Data from: Environmental associations with gene transcription in Babine Lake rainbow trout: evidence for local adaptation

The molecular genetic mechanisms facilitating local adaptation in salmonids continue to be poorly characterized. Gene transcription is a highly regulated step in the expression of a phenotype and it has been shown to respond to selection and thus may be one mechanism that facilitates the development of local adaptation. Advances in molecular genetic tools and an increased understanding of the functional roles of specific genes allow us to test hypotheses concerning the role of variable environments in shaping transcription at known-function candidate loci. To address these hypotheses, wild rainbow trout were collected in their first summer and subjected to metabolic and immune challenges. We assayed gene transcription at candidate loci that play a role in the molecular genetic response to these stresses, and correlated transcription with temperature data from the streams and the abundance and diversity of bacteria as characterized by massively parallel pyrosequencing. Patterns of transcriptional regulation from resting to induced levels varied among populations for both treatments. Co-inertia analysis demonstrated significant associations between resting levels of metabolic gene transcription and thermal regime (R2 = 0.19, P = 0.013) as well as in response to challenge (R2 = 0.39, P = 0.001) and resting state and challenged levels of cytokine gene transcription with relative abundances of bacteria (resting: R2 = 0.25, P = 0.009, challenged: R2 = 0.65, P = 0.001). These results show that variable environments, even within a small geographic range (<250 km), can drive divergent selection among populations for transcription of genes related to surviving stress.

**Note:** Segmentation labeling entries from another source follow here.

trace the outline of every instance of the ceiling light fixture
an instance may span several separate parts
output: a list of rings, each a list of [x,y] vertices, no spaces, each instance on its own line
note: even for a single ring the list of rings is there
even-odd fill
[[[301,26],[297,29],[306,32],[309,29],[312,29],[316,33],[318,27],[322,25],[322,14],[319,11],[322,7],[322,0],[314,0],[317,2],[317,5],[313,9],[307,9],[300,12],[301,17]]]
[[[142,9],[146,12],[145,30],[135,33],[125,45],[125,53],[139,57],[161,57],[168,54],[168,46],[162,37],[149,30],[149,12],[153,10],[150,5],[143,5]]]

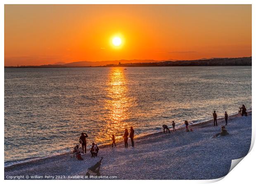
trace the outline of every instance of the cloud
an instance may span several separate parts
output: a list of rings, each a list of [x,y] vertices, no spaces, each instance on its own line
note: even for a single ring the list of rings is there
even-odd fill
[[[196,51],[172,51],[168,53],[195,53]]]

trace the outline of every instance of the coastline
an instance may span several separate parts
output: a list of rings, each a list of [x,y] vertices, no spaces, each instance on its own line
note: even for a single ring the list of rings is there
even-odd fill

鲑科鱼类（salmonids）局部适应的分子遗传机制，迄今仍未得到充分解析。基因转录是表型表达过程中受到严格调控的关键步骤，已有研究表明其可响应选择压力，因此可能是推动种群局部适应形成的核心机制之一。随着分子遗传工具的发展进步，以及对特定基因功能角色的认知不断深化，我们得以验证相关假说：多变环境如何对已知功能的候选基因位点的转录水平产生塑造作用。为验证上述假说，研究人员在野生虹鳟（rainbow trout）的首个夏季进行采样，并对其开展代谢应激与免疫应激处理。我们针对参与上述应激分子遗传响应的候选基因位点开展转录水平检测，并将转录数据与溪流温度数据、通过大规模并行焦磷酸测序（massively parallel pyrosequencing）表征的细菌丰度与多样性进行关联分析。两种应激处理下，种群间从基础转录水平到诱导转录水平的调控模式均存在显著差异。共惯量分析（Co-inertia analysis）结果显示，代谢基因的基础转录水平与溪流热制度之间存在显著关联（R²=0.19，P=0.013）；应激诱导后的代谢基因转录水平同样与热制度显著相关（R²=0.39，P=0.001）。此外，细胞因子基因的基础转录水平与应激后转录水平均与细菌相对丰度存在显著关联（基础状态：R²=0.25，P=0.009；应激状态：R²=0.65，P=0.001）。本研究结果证实，即便地理分布范围狭小（<250 km），多变的环境仍可驱动不同种群间与应激耐受相关基因的转录水平发生适应性分化。